En ilkel toplumlardan günümüze kadar, hemen hemen her toplum için ticaret oldukça olan ticaret esasen, kendi elinde olmayan bir ürünü -para kullanılmaya başlandıktan sonra- bir miktar para karşılığı ya da daha öncesinde elinde olan mallar ile değiştirilmesidir. Hem ekonomik anlamda bütün ülkelerin birbirine eklemlendiği hem de mesafelerin git gide kısaldığı günümüzde ise ticaret oldukça komplike bir hal almıştır. Bu karmaşık haline rağmen, ticaret, ulaşım ve iletişim teknolojilerinin gelişmesi nedeniyle oldukça kısa zamanda gerçekleştirilmektedir. Pek tabii ki ticaretin bu kadar kısa sürede gerçekleştirilmesi ziyadesiyle yeni bir olgu. Günümüzden yüzyıllar önce tüccarların mallarını satacakları yerlere götürmeleri epey zaman alıyordu. Malların taşınması kadar tüccarın da gideceği yere ulaşması uzun sürdüğünden, menzil üzerinde dinlenecek yerler büyük önem tutuyordu. Bu ihtiyacı karşılayan en önemli merkezler ise kervansaraylar idi.
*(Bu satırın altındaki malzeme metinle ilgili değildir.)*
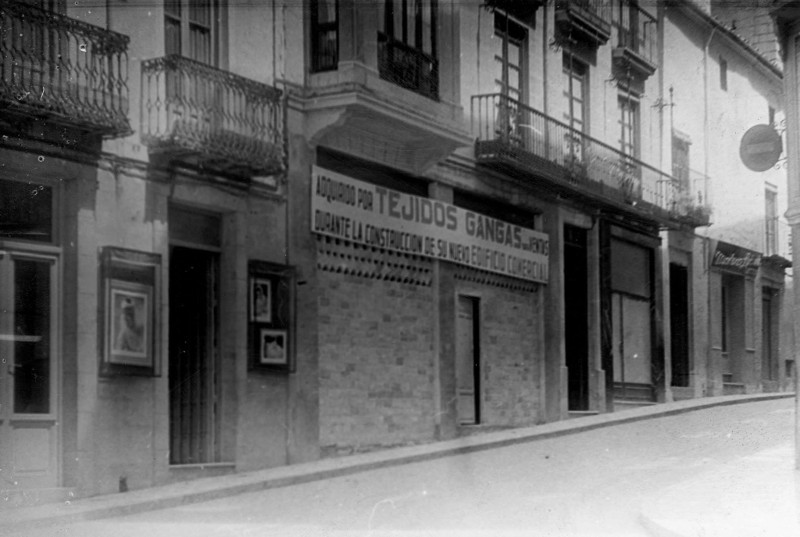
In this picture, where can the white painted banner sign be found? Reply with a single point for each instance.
(372, 215)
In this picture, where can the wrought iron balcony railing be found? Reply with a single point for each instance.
(509, 132)
(205, 116)
(63, 69)
(638, 31)
(408, 67)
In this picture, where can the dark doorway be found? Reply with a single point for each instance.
(468, 364)
(576, 320)
(679, 323)
(193, 291)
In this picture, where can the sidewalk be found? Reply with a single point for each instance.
(138, 501)
(758, 496)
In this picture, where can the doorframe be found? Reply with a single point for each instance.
(52, 254)
(475, 300)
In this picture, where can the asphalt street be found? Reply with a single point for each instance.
(586, 484)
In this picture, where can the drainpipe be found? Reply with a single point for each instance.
(705, 105)
(707, 271)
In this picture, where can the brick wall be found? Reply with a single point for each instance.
(376, 329)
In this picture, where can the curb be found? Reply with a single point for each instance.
(212, 488)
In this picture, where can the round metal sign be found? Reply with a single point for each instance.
(761, 148)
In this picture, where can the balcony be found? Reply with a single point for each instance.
(65, 71)
(688, 198)
(514, 138)
(408, 67)
(637, 47)
(201, 116)
(583, 21)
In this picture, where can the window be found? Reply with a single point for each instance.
(771, 221)
(412, 22)
(407, 46)
(324, 35)
(724, 317)
(190, 29)
(510, 45)
(680, 160)
(575, 94)
(723, 74)
(629, 126)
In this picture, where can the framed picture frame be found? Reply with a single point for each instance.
(260, 300)
(271, 317)
(130, 332)
(129, 323)
(273, 347)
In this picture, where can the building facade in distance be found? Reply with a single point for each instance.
(240, 235)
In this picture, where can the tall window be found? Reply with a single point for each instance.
(575, 105)
(324, 35)
(771, 220)
(412, 22)
(680, 160)
(509, 55)
(629, 126)
(190, 29)
(407, 45)
(575, 94)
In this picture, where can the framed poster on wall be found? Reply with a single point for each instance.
(271, 317)
(130, 287)
(129, 333)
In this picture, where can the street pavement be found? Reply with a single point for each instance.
(726, 469)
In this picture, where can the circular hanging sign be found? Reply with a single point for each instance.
(761, 148)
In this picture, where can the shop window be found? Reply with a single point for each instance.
(324, 35)
(630, 269)
(26, 211)
(724, 323)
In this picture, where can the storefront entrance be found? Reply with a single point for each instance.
(194, 389)
(468, 361)
(631, 315)
(679, 324)
(29, 373)
(576, 321)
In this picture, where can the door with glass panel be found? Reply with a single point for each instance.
(28, 376)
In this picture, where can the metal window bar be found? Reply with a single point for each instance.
(50, 63)
(637, 30)
(408, 67)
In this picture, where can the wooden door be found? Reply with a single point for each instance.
(29, 438)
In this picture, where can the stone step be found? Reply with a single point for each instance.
(13, 498)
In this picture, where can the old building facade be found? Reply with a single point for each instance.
(239, 235)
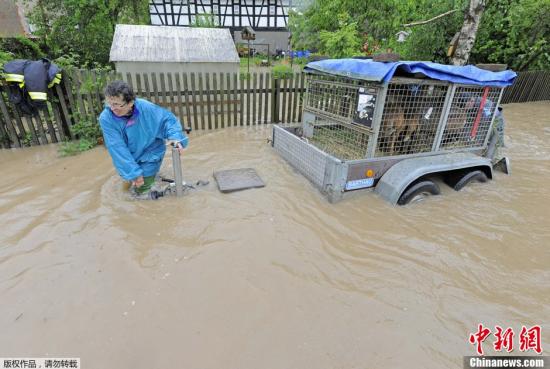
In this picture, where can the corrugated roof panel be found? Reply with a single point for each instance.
(172, 44)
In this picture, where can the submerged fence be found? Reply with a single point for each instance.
(529, 86)
(201, 101)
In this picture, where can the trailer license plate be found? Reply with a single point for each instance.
(359, 183)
Kervansaray kelimesinin Farsça kökenli olduğu tahmin edilmektedir. IX. yüzyıla kadar kervansarayların han veya ribât ismi ile de anıldıklarını biliyoruz. Ribâtlar daha ziyade askerî nedenlerle sınırlara ve stratejik yerlere yakın kurulmuştur. Lakin, IX. yüzyıl itibarıyla, özellikle de İslam’ın yayılması ile birlikte ribâtlar kervansaraya dönüşmüşlerdir. Anadolu coğrafyasında kervansarayların artması ise bu toprakların Selçukluların hakimiyetine girmesinden sonra olmuştur. Anadolu’nun büyük bir bölümü üzerinde hakimiyet kurmayı başaran Selçuklular ile Anadolu da Doğu ile Batı arasında çok önemli bir ticaret merkezi haline gelmeye başlamıştır. Ticaretin merkezi ve dolayısıyla tüccarların sık sık ziyaret ettiği Anadolu toprakları üzerine ihtiyaçlarını karşılamaları için birçok kervansaray inşa edilmiştir. Sadece ana yollara değil, ara yollara da Selçuklular döneminde kervansaraylar yapılmıştır. Bununla birlikte bir misafirperverlik örneği olarak, bu kervansaraylara gelen yolcuların ilk üç gün kervansarayın kurucusunun misafiri kabul edildiği, ayrıca kervansarayların ribâtlar gibi sefer zamanlarında Selçuklu ordularının konaklama yeri olduğu da biliniyor.
Selçuklular döneminde olduğu kadar Osmanlı zamanında da kervansaraylara önem verilmiş, birçok kervansaray inşa edilmiştir. Gelişmiş kentlere nazaran Osmanlılar menzilleri iskan etmek amacıyla yaptıkları menzil külliyeleri ve kervansaraylar ile gelişmemiş ve yol üzerinde kalan yerlerin kalkındırılmasına önem vermişlerdir. Osmanlı döneminde Anadolu’da inşa edilen kervansaraylar genellikle iki katlıdır ve Selçuklu dönemi kervansaraylarına nazaran kale görünümünden ve yapısından uzaktır. Bu dönemde yapılan kervansarayların dışarı ile bağlantıları ve cephelerinde dükkanlar bulunur. Kervansarayların içerisinde yolcuların konakladıkları yerlerin yanı sıra ahırlar, depolar, yönetim merkezleri gibi yerler de bulunmaktadır. Kervansaraylar da diğer birçok topluma hizmet amacı güden yapılar gibi vakıflardır ve çoğunlukla dönemin devlet görevlileri, vezirler ve sadrazamlar tarafından yaptırılmışlardır. Osmanlı döneminden günümüze ulaşan Hüsrev Paşa Kervansarayı (Diyarbakır), Rüstem Paşa Kervansarayı (Edirne ve Erzurum), Öküz Mehmed Paşa Kervansarayı (Kuşadası) gibi birçok kervansaray bulunmaktadır.